Saturday, April 17, 2010

Million Dollar Quartet


Take the classic 1950s hit “Great Balls of Fire,” change the name to “Great Balls of Embers” (well, maybe eliminate the word “great”), and you’ll have an idea of what to expect from Million Dollar Quartet, the new Broadway jukebox musical about four rock ‘n’ roll legends and the man who helped launch their careers.

The music is good -- "Blue Suede Shoes," "Fever," "Sixteen Tons," "Who Do You Love?," "Riders in the Sky," "I Walk the Line," "Folsom Prison Blues" "Whole Lotta Shakin' Goin' On" -- but it’s wasted in this extraordinarily boring, plotless show. I kept wondering when it was going to liven up, but after 45 minutes I realized it wasn’t so I looked in the program to see how soon until intermission so I could get out of there. To my considerable disappointment, I found there wasn’t one, so then I kept checking to program to see how many more songs were left.

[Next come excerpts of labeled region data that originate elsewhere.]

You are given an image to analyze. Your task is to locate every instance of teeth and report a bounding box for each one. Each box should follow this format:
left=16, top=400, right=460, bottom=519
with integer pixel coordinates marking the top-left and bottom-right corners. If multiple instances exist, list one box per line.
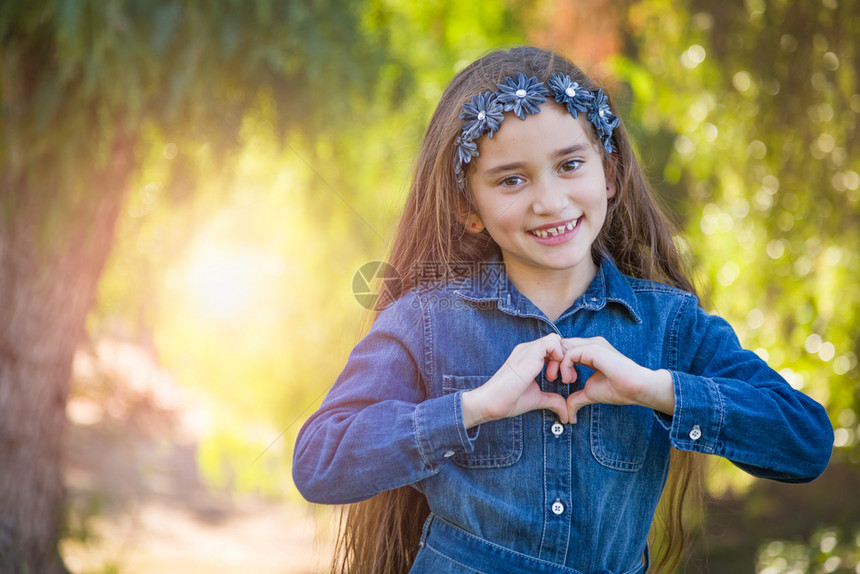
left=530, top=219, right=579, bottom=239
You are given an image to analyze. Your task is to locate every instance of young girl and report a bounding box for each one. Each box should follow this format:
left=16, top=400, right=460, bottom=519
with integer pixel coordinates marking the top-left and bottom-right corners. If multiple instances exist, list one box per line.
left=293, top=48, right=833, bottom=574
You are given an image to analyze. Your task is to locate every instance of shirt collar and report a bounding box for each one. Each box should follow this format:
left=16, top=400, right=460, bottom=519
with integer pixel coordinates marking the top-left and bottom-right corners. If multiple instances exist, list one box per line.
left=455, top=255, right=642, bottom=323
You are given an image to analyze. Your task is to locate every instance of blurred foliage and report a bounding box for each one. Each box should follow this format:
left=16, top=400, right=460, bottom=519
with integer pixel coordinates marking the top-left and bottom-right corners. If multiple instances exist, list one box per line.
left=756, top=528, right=860, bottom=574
left=0, top=0, right=388, bottom=243
left=615, top=0, right=860, bottom=463
left=88, top=0, right=524, bottom=496
left=612, top=0, right=860, bottom=573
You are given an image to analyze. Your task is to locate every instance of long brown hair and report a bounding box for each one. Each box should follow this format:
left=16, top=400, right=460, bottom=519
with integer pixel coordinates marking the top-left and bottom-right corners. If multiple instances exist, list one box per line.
left=333, top=47, right=701, bottom=574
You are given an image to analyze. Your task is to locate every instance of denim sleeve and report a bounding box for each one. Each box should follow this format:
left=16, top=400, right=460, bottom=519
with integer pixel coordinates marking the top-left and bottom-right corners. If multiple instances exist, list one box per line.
left=293, top=293, right=474, bottom=504
left=658, top=297, right=833, bottom=482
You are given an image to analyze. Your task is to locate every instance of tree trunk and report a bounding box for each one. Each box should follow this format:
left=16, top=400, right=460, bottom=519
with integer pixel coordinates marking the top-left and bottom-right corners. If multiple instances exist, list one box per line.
left=0, top=140, right=132, bottom=574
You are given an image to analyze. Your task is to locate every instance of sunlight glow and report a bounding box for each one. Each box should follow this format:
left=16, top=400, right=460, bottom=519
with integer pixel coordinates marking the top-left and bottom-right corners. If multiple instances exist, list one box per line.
left=185, top=245, right=259, bottom=320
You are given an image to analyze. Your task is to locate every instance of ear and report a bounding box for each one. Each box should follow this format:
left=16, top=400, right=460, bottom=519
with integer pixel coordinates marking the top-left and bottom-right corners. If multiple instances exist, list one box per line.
left=603, top=153, right=618, bottom=199
left=464, top=211, right=484, bottom=235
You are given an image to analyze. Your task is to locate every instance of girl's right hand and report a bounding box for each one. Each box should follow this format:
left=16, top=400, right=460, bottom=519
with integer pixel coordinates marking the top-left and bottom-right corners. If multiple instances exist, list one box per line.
left=462, top=333, right=568, bottom=429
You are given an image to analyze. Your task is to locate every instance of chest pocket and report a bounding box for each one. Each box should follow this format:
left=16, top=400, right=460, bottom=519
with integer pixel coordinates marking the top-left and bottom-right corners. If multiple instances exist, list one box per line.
left=442, top=375, right=523, bottom=468
left=590, top=404, right=657, bottom=472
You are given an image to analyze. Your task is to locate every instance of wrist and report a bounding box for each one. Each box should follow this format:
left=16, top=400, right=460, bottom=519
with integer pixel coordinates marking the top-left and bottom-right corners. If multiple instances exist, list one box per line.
left=639, top=369, right=675, bottom=416
left=460, top=389, right=491, bottom=430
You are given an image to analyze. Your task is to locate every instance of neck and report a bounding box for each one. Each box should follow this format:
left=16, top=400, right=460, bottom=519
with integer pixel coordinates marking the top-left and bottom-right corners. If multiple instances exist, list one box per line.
left=505, top=257, right=597, bottom=322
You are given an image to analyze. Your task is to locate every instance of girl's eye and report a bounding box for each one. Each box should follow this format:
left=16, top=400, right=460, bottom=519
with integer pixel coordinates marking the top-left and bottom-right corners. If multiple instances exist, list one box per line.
left=561, top=159, right=582, bottom=173
left=499, top=175, right=525, bottom=187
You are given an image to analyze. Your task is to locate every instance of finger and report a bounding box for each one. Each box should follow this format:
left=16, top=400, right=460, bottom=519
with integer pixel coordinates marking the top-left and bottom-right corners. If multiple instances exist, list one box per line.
left=566, top=389, right=591, bottom=424
left=540, top=333, right=564, bottom=361
left=546, top=360, right=564, bottom=381
left=559, top=350, right=576, bottom=384
left=538, top=391, right=570, bottom=424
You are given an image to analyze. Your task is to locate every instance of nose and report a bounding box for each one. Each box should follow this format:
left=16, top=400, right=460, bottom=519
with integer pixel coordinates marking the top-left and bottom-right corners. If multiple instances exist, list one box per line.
left=532, top=177, right=567, bottom=215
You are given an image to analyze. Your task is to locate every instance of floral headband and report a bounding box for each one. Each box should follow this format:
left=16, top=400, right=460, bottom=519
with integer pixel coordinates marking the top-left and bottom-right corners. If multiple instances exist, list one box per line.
left=454, top=72, right=621, bottom=182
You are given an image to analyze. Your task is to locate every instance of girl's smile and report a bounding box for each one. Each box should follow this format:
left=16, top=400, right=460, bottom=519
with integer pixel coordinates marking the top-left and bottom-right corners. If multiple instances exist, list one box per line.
left=467, top=102, right=613, bottom=298
left=529, top=217, right=582, bottom=245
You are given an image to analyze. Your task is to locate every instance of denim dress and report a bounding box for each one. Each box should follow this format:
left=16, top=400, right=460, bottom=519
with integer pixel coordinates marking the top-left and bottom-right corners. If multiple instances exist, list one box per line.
left=293, top=257, right=833, bottom=574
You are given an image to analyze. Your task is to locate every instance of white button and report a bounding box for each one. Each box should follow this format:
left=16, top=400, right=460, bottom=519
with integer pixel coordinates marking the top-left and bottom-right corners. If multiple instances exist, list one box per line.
left=690, top=425, right=702, bottom=440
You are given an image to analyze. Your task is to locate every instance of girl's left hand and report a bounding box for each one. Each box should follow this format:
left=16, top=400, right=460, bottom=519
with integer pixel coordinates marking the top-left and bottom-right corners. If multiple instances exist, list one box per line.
left=546, top=337, right=675, bottom=423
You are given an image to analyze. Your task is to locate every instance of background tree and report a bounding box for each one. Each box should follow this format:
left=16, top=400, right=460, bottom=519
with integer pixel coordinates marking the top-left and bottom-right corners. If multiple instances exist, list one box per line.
left=0, top=0, right=394, bottom=574
left=615, top=0, right=860, bottom=572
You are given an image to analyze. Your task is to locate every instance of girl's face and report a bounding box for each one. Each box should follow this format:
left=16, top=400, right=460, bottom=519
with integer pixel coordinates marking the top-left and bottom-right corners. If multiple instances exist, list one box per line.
left=467, top=102, right=614, bottom=283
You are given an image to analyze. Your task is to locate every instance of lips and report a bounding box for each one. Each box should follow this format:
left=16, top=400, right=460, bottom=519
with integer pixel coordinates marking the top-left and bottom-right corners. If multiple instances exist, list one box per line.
left=528, top=217, right=582, bottom=239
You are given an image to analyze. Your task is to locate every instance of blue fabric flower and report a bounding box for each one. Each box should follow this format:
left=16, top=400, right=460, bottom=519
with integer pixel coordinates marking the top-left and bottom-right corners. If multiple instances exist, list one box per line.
left=547, top=74, right=594, bottom=117
left=460, top=92, right=505, bottom=140
left=496, top=72, right=549, bottom=120
left=454, top=135, right=478, bottom=181
left=588, top=90, right=621, bottom=153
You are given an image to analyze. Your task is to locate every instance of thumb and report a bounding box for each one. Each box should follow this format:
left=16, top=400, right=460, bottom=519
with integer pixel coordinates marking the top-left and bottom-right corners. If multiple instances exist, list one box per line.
left=537, top=391, right=569, bottom=424
left=566, top=389, right=591, bottom=424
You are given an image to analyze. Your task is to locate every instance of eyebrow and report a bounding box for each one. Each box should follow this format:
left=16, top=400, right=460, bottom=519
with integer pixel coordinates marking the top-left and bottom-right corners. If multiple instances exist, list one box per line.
left=484, top=143, right=588, bottom=176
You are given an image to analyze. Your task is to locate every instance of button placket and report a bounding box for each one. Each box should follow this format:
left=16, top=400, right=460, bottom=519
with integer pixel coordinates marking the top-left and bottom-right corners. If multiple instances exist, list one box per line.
left=690, top=425, right=702, bottom=440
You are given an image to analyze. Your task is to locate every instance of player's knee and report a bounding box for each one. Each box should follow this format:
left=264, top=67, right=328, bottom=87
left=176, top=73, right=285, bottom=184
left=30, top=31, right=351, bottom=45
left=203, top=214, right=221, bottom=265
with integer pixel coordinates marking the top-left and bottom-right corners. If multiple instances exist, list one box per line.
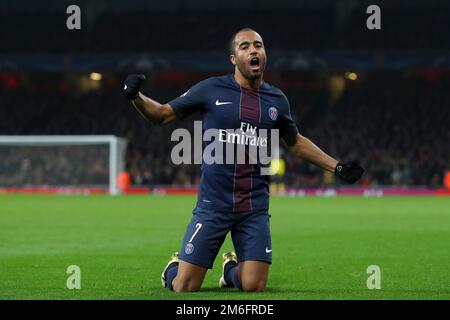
left=173, top=279, right=201, bottom=292
left=242, top=280, right=266, bottom=292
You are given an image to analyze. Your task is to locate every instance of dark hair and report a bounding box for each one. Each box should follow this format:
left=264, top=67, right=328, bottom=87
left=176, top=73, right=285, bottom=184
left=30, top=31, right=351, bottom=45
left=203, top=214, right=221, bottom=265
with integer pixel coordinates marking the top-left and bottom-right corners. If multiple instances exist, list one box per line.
left=228, top=27, right=256, bottom=54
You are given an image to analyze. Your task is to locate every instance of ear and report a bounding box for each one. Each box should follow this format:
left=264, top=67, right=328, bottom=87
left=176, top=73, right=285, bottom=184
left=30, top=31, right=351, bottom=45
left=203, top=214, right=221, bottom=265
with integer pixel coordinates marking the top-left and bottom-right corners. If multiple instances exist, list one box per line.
left=230, top=54, right=236, bottom=65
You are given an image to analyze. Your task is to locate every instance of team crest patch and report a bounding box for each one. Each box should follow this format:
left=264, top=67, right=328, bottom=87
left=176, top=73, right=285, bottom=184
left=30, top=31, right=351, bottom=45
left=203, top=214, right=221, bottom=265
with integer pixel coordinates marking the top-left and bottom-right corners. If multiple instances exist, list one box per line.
left=184, top=242, right=194, bottom=254
left=269, top=107, right=278, bottom=121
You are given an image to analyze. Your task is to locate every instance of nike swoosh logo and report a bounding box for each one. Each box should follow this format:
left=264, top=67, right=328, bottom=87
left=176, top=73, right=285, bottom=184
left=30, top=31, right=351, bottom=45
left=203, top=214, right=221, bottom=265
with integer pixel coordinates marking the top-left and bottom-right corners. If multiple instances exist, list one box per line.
left=216, top=100, right=233, bottom=106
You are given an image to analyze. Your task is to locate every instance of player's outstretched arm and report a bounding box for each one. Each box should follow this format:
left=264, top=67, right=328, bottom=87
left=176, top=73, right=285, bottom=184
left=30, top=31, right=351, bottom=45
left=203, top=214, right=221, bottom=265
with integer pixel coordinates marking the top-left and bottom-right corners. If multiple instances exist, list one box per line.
left=124, top=74, right=176, bottom=124
left=291, top=134, right=364, bottom=183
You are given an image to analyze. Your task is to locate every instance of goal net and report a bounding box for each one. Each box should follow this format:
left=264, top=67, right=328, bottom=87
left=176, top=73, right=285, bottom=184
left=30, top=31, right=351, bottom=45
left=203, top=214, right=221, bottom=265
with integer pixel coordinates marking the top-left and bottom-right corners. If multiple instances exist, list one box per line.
left=0, top=136, right=127, bottom=194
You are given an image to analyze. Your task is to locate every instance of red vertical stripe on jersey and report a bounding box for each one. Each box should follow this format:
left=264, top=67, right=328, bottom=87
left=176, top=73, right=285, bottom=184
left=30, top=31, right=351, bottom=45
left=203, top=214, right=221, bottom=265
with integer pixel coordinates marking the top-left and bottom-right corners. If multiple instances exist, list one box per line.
left=233, top=88, right=261, bottom=212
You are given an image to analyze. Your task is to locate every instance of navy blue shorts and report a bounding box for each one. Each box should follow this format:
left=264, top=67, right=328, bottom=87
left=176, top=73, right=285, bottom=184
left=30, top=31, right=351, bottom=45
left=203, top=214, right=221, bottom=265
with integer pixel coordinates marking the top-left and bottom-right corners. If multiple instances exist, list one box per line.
left=180, top=208, right=272, bottom=269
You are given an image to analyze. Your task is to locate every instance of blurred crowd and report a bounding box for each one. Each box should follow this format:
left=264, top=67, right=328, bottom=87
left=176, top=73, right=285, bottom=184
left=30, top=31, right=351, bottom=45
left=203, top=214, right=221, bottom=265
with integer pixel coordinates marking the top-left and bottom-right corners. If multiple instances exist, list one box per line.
left=0, top=71, right=450, bottom=187
left=0, top=6, right=450, bottom=54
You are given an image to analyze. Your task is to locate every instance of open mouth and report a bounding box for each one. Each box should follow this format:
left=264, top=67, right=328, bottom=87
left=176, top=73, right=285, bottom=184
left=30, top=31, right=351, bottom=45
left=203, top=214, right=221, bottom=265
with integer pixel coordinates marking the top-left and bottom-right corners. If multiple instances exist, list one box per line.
left=250, top=57, right=260, bottom=71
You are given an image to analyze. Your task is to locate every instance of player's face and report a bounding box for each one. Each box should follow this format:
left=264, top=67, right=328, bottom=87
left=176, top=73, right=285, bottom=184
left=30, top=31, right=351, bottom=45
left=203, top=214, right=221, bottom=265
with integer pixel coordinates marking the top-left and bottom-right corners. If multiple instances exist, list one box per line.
left=230, top=31, right=266, bottom=80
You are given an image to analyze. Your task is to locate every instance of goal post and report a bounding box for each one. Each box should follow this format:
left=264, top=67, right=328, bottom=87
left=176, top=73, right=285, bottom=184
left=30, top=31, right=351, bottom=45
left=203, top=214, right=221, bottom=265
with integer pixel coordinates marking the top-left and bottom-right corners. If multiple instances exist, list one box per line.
left=0, top=135, right=127, bottom=194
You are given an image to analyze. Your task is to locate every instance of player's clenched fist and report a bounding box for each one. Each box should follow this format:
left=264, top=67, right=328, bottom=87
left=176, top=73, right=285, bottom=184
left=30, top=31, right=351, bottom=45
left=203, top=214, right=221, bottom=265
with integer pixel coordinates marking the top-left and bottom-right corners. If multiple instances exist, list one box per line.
left=334, top=160, right=364, bottom=183
left=123, top=74, right=147, bottom=100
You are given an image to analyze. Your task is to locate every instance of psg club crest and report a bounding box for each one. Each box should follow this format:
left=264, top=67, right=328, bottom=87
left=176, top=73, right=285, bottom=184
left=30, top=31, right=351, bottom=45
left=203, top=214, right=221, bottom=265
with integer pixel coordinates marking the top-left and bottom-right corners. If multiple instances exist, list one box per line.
left=269, top=107, right=278, bottom=121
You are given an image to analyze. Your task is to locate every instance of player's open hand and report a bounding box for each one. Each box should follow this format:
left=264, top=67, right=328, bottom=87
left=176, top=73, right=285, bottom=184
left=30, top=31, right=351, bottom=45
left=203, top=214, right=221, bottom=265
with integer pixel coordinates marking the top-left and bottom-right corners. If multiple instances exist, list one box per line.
left=123, top=74, right=147, bottom=100
left=334, top=160, right=364, bottom=183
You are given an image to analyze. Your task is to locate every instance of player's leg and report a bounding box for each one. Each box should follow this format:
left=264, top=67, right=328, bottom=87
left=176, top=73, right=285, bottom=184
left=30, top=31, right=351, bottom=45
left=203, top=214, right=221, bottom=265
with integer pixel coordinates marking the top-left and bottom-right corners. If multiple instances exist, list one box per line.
left=172, top=260, right=208, bottom=292
left=221, top=212, right=272, bottom=291
left=238, top=260, right=270, bottom=292
left=162, top=209, right=229, bottom=292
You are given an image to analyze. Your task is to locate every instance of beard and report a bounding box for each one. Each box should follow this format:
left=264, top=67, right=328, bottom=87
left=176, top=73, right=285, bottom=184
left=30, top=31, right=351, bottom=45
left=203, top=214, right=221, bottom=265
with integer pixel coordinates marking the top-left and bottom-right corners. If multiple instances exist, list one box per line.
left=236, top=59, right=266, bottom=80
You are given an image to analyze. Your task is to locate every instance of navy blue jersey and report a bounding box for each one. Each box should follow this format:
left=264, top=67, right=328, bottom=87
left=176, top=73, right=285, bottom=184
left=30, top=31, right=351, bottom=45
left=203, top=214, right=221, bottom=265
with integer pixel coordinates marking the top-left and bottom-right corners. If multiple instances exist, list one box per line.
left=169, top=74, right=298, bottom=212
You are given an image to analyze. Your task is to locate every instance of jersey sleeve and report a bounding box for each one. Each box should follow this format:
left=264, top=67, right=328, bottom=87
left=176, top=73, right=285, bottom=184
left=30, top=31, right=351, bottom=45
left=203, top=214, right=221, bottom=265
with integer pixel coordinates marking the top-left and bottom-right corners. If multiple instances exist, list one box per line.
left=168, top=81, right=207, bottom=119
left=278, top=94, right=299, bottom=146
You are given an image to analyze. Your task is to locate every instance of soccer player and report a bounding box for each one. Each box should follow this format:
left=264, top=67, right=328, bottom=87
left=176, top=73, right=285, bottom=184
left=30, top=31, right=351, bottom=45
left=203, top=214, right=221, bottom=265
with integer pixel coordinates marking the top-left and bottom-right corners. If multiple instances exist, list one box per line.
left=124, top=28, right=364, bottom=292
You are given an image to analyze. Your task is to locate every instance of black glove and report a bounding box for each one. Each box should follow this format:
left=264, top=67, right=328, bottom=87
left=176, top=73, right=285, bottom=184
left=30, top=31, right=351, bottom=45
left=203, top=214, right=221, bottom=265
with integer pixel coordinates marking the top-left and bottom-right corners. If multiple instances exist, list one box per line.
left=334, top=160, right=364, bottom=183
left=123, top=74, right=147, bottom=100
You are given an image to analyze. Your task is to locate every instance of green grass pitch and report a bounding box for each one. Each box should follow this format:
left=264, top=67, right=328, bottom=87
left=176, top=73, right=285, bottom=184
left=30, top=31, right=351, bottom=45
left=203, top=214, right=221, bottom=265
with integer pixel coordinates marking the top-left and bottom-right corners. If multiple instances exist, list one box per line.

The problem is the actors portraying these men have zilch appeal. Elvis Presley (Eddie Clendening), Johnny Cash (Lance Guest), Jerry Lee Lewis (Levi Kreis) and, to a lesser degree, Carl Perkins (Robert Britton Lyons) turned audiences into a frenzy with their music and their raw, country boy sexuality. Under the direction of Eric Schaeffer, these guys get the country boy part OK, but they don’t have half the personality you’d encounter just listening to the records of the original men. Kreis is the best of the bunch, but still comes off as an annoying, self-involved pest rather than a musical wonder. The worst is Clendening, whose Playbill bio lists impressive credits for him as a vocalist and guitarist but not a single one for acting. If you remember those silly rumors in the 1980s that Elvis was still alive, you won’t have any uncertainty watching Clendening. This Elvis is definitely dead.

The musical’s book is by Colin Escott, an author of rock ‘n’ roll history books, and Floyd Mutrux, who conceived and originally directed the musical but whose experience largely is in film writing and directing. Together they’ve produced nod-inducing dialogue about career ups and downs that fills the spaces between songs but does nothing to reveal the souls of these men.

The show is loosely based on a night in early December 1956 when the four singers happened to be at Sun Records’ studio in Memphis at the same time and began jamming. The session was recorded by Sun’s legendary producer, Sam Phillips, played robotically by Hunter Foster with a sometimes unintelligible southern accent. (Surprisingly the recording made that night wasn’t released until the 1980s.)

This was the only time these four powerhouses recorded together. It’s considered the greatest jam session of all time, but if you want to experience the true thrill of this historic event, you probably would be better off buying the recording and skipping this show.